Scenario 3: Batch selection by the buyer. A rare case: the buyer sees available batches (e.g., different wine bottling dates) and selects the desired one. This is a complex implementation — each batch = a separate SKU.

Technical implementation: expiration date as an attribute

The most common case — transferring the nearest expiration date from 1C to the website.

In 1C (on the UT/KA side), a scheduled task is created:

  1. For each nomenclature item with batch accounting — identify the nearest expiration date from available stock
  2. Write this date to the AdditionalAttribute of the nomenclature "ExpirationDate"
  3. At the next exchange, this attribute will be included in the XML and will update the property in 1C-Bitrix

Alternative: a direct HTTP request from 1C-Bitrix to the 1C service when loading the product card. However, this creates a dependency of page load speed on 1C response speed.

Serial numbers in orders

If a buyer orders a product with serial accounting — upon shipment from 1C, a specific serial number is assigned to the order. It is useful to pass this number back to 1C-Bitrix: in the personal account, the buyer can see the serial numbers of purchased products — convenient for warranty service.

Back-transfer of serial numbers: in CommerceML, an order status update can contain extended data. Add logic to the order status update handler in 1C-Bitrix to save serial numbers from AdditionalAttributes of the document.

// Handler for order update from 1C
function onOrderStatusUpdate($arOrder, $arXML) {
    foreach ($arXML['ITEMS'] as $item) {
        if (!empty($item['SERIAL_NUMBERS'])) {
            saveSerialNumbers(
                $arOrder['ID'],
                $item['PRODUCT_ID'],
                $item['SERIAL_NUMBERS']
            );
        }
    }
}

Batch accounting and reservation

When an order is placed on the website and transferred to 1C — a specific batch must be reserved (especially with a short expiration date). The standard reservation mechanism in 1C reserves a batch automatically using the FEFO algorithm (First Expired, First Out — the one that expires soonest goes first).
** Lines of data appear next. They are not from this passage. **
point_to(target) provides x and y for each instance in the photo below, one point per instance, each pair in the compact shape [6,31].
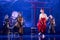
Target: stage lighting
[14,14]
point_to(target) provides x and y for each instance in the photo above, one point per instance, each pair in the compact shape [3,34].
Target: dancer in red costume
[42,22]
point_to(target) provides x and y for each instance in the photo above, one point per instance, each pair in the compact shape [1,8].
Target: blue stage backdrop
[30,10]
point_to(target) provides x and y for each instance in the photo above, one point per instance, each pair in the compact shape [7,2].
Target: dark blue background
[30,10]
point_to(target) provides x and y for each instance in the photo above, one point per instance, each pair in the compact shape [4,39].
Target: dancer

On the website, the buyer does not select a batch — 1C does. The website only passes the quantity. 1C reserves the appropriate batch and can return information about it (expiration date of the reserved batch) in the order response.
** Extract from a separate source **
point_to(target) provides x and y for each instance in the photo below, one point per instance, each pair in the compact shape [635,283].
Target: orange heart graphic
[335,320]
Case study: food manufacturer

A dairy producer: direct B2B sales from the website to retailers. Each order involves specific SKUs with batch tracking (production date, expiration date). The retailer wants to see on the website not just "milk 1L" but "milk 1L, produced 10.03, best before 20.03".
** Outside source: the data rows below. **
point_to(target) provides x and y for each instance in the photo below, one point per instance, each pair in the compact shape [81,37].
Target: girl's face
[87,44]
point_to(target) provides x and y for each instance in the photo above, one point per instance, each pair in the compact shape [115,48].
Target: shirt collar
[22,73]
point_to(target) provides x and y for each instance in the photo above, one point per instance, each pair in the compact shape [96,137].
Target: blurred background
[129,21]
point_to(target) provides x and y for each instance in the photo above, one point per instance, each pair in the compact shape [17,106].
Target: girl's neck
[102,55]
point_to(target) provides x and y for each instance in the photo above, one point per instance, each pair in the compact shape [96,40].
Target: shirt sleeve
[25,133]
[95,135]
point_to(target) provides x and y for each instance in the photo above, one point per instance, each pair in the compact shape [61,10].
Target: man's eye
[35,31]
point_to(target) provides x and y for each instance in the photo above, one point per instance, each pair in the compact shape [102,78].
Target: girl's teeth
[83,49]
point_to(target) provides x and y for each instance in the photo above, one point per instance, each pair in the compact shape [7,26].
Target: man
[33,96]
Implemented via a HighloadBlock "Batches": at each exchange (every 2 hours) 1C transfers the list of available batches for each item. In the product card — a dropdown "Select production date". When adding to the cart — the batch ID is saved. When transferring the order to 1C — the batch GUID is specified in the order item attributes.

1C reserves the specific batch — no errors due to expiration dates.